For normal BERT graph, the Reshape will be removed in postprocess. However, for this model, the optimizer failed to fuse Attention and EmbedLayerNormalization (because subgraph pattern is different) so the Reshape node has not been removed.

wppply commented 4 years ago

@tianleiwu Thanks for reply. Will this issue be fixed in the next release?

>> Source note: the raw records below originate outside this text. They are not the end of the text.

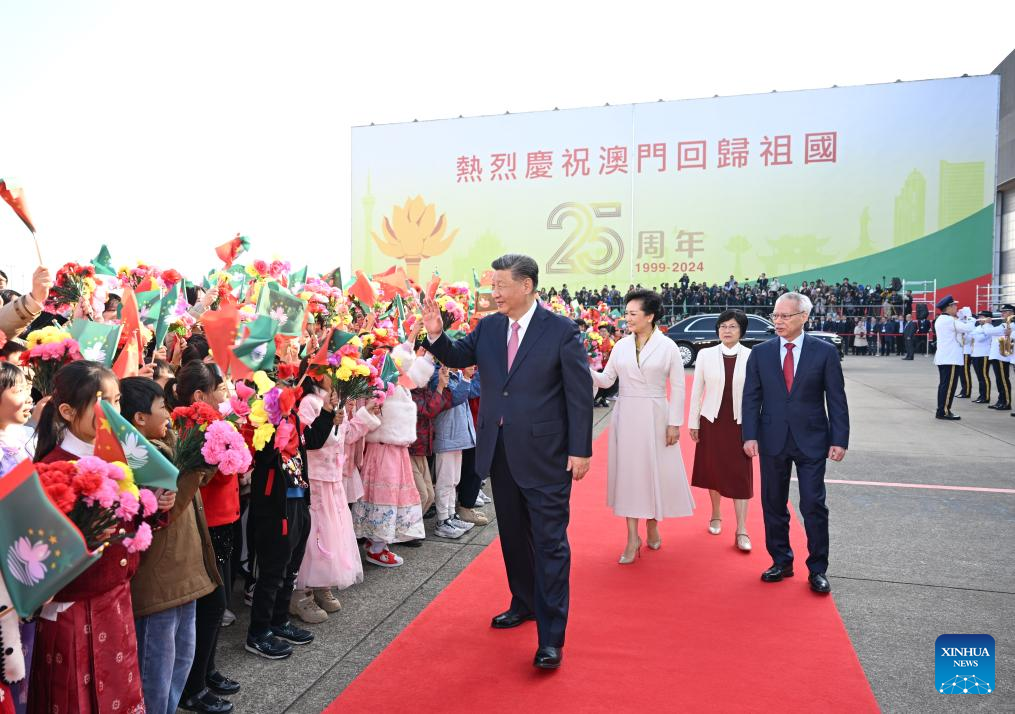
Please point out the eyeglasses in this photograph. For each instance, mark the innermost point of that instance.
(785, 316)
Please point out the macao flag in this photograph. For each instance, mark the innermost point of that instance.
(117, 440)
(41, 549)
(97, 340)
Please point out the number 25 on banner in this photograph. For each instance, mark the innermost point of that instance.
(588, 248)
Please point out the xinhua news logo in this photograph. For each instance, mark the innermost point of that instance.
(964, 664)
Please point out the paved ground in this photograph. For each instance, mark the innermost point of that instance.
(907, 564)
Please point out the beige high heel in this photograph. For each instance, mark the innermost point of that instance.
(637, 554)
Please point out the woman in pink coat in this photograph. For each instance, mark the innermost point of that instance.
(646, 476)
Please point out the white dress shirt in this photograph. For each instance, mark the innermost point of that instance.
(523, 324)
(798, 342)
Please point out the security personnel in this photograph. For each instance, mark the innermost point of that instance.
(948, 356)
(965, 374)
(909, 335)
(980, 352)
(1000, 363)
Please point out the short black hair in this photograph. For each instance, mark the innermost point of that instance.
(739, 315)
(652, 303)
(137, 394)
(521, 266)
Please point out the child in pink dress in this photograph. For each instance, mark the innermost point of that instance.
(390, 511)
(332, 557)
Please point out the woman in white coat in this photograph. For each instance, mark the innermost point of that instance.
(720, 462)
(646, 477)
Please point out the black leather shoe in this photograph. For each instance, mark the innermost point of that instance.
(221, 685)
(548, 657)
(290, 633)
(268, 646)
(509, 620)
(776, 573)
(819, 583)
(206, 703)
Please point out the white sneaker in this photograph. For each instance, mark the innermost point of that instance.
(445, 529)
(462, 525)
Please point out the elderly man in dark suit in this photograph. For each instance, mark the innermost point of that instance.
(534, 437)
(791, 380)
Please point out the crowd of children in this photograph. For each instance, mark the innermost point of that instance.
(138, 631)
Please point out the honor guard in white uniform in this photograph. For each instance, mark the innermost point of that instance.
(948, 356)
(1000, 363)
(980, 356)
(965, 338)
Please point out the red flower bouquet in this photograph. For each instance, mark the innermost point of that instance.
(74, 283)
(206, 440)
(102, 500)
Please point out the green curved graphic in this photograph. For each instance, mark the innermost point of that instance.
(932, 256)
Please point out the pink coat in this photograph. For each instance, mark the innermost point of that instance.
(331, 462)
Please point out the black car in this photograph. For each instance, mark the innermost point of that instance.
(698, 331)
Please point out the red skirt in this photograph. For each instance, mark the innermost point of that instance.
(720, 461)
(85, 662)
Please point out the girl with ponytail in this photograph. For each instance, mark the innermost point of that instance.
(85, 656)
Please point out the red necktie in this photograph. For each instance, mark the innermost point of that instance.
(788, 366)
(513, 344)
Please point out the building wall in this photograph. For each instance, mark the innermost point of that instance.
(1006, 176)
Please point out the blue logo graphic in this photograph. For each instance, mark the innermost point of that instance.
(964, 664)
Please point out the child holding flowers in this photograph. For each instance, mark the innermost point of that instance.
(332, 557)
(178, 569)
(280, 512)
(194, 395)
(15, 409)
(85, 655)
(391, 511)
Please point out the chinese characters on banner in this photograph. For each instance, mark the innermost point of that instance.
(729, 152)
(681, 254)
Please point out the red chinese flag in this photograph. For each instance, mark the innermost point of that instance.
(108, 447)
(321, 356)
(220, 329)
(230, 250)
(130, 356)
(362, 290)
(431, 287)
(14, 196)
(393, 281)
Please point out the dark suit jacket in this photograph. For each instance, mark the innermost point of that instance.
(545, 402)
(768, 411)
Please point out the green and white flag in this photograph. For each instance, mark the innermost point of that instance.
(96, 340)
(150, 467)
(257, 350)
(41, 549)
(103, 263)
(287, 310)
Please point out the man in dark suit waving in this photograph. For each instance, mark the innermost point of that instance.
(534, 436)
(790, 381)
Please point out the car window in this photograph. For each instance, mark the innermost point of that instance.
(756, 324)
(705, 324)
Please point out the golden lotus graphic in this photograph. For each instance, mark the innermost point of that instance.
(414, 233)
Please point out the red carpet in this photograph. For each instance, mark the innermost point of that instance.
(687, 628)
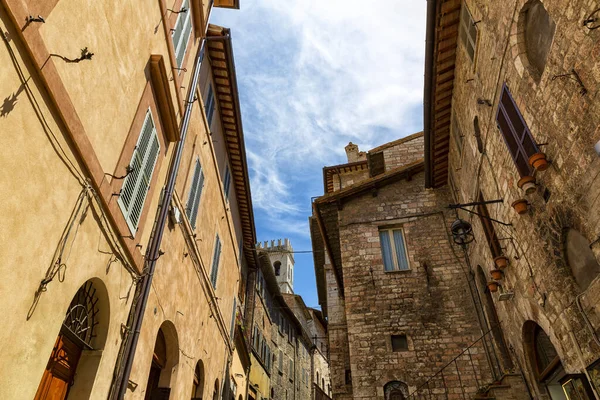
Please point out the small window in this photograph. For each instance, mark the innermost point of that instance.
(516, 134)
(191, 208)
(399, 343)
(456, 132)
(227, 182)
(393, 250)
(181, 32)
(215, 266)
(277, 266)
(209, 106)
(468, 31)
(137, 183)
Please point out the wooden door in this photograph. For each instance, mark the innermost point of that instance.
(60, 370)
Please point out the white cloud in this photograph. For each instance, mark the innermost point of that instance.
(314, 75)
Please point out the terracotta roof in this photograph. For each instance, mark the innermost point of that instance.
(329, 172)
(396, 142)
(220, 55)
(439, 85)
(326, 208)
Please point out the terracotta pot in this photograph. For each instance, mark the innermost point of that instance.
(527, 183)
(501, 262)
(497, 274)
(539, 161)
(520, 206)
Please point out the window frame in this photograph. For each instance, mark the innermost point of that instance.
(394, 256)
(128, 209)
(191, 210)
(517, 138)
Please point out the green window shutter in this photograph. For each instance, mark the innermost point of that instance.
(215, 266)
(137, 183)
(181, 32)
(227, 182)
(193, 203)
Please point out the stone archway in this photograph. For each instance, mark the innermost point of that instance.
(74, 360)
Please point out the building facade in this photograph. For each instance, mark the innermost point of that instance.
(513, 114)
(134, 233)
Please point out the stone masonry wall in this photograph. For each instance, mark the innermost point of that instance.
(565, 124)
(430, 303)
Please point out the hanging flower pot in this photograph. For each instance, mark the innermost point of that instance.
(497, 274)
(527, 183)
(493, 286)
(501, 262)
(539, 161)
(520, 206)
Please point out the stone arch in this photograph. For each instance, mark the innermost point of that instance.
(165, 358)
(77, 352)
(198, 385)
(535, 33)
(395, 390)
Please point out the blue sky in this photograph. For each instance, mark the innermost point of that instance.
(314, 75)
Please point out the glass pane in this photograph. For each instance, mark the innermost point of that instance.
(400, 250)
(386, 250)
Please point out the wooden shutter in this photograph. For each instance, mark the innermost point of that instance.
(516, 134)
(488, 228)
(137, 183)
(376, 164)
(215, 266)
(195, 194)
(227, 182)
(181, 32)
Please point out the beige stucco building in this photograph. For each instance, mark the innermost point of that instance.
(128, 226)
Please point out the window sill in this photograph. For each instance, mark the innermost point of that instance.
(398, 271)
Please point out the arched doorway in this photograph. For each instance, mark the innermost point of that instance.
(395, 390)
(547, 369)
(198, 386)
(76, 354)
(165, 358)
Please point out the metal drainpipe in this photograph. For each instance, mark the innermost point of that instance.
(152, 253)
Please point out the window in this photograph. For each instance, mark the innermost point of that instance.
(191, 208)
(136, 184)
(516, 134)
(227, 182)
(277, 266)
(233, 315)
(181, 32)
(399, 343)
(394, 257)
(215, 267)
(209, 106)
(468, 31)
(458, 136)
(488, 228)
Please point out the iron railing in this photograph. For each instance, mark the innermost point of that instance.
(471, 371)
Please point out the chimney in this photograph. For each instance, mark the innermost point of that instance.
(353, 153)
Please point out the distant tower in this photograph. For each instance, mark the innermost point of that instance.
(282, 258)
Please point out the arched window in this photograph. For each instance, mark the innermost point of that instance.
(78, 348)
(198, 386)
(277, 265)
(164, 358)
(395, 390)
(536, 32)
(581, 259)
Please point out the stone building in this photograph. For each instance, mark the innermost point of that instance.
(128, 227)
(511, 118)
(481, 259)
(395, 295)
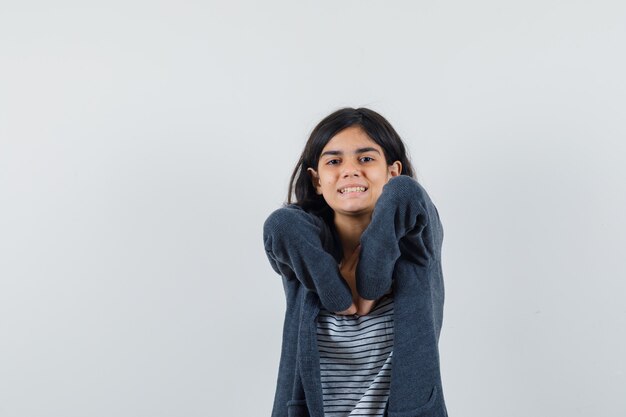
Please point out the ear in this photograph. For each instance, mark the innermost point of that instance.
(395, 169)
(315, 180)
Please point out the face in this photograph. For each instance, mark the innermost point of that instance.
(352, 171)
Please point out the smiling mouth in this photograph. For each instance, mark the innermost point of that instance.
(349, 190)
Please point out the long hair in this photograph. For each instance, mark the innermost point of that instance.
(376, 127)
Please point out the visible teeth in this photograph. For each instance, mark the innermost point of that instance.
(352, 189)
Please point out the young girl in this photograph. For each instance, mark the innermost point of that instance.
(359, 252)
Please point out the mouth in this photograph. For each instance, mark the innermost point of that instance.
(352, 190)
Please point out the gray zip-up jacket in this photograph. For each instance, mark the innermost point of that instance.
(400, 249)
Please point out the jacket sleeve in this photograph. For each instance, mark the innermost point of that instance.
(293, 239)
(400, 226)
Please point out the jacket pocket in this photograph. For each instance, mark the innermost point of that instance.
(297, 408)
(426, 410)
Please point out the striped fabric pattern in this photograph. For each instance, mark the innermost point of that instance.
(355, 360)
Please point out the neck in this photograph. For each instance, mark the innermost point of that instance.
(350, 229)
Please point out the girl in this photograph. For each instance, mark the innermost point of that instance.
(359, 252)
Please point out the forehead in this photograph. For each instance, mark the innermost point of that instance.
(350, 138)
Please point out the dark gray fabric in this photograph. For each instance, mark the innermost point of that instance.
(401, 247)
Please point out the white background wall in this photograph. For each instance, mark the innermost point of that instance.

GumpCode commented 4 years ago

meet the same error when i was used bert-base

stevewyl commented 3 years ago

After changing the codes @colourful-tree referred to, still got the same error. Package version: Using tensorflow=1.12.0, onnx=1.8.0, tf2onnx=1.7.2/995bd6, onnxruntime-noopenmp=1.6.0

process_embedding: Create Embedding node prune_graph: Graph pruned: 0 inputs, 0 outputs and 34 nodes are removed fuse_mask_2: Failed to fuse mask apply: Fused SkipLayerNormalization count: 24 prune_graph: Graph pruned: 0 inputs, 0 outputs and 0 nodes are removed apply: Fused FastGelu(add bias) count: 12 apply: Fused SkipLayerNormalization(add bias) count: 24 optimize: opset verion: 11

wppply commented 3 years ago

add this option in the optimizer.optimize_model will help to solve the issue optimization_options=BertOptimizationOptions("gpt2") or manually make the change the option enable_skip_layer_norm = False

stale[bot] commented 2 years ago

This issue has been automatically marked as stale due to inactivity and will be closed in 7 days if no further activity occurs. If further support is needed, please provide an update and/or more details.

KokinSok commented 8 months ago

same error here - Onnx is becoming stale!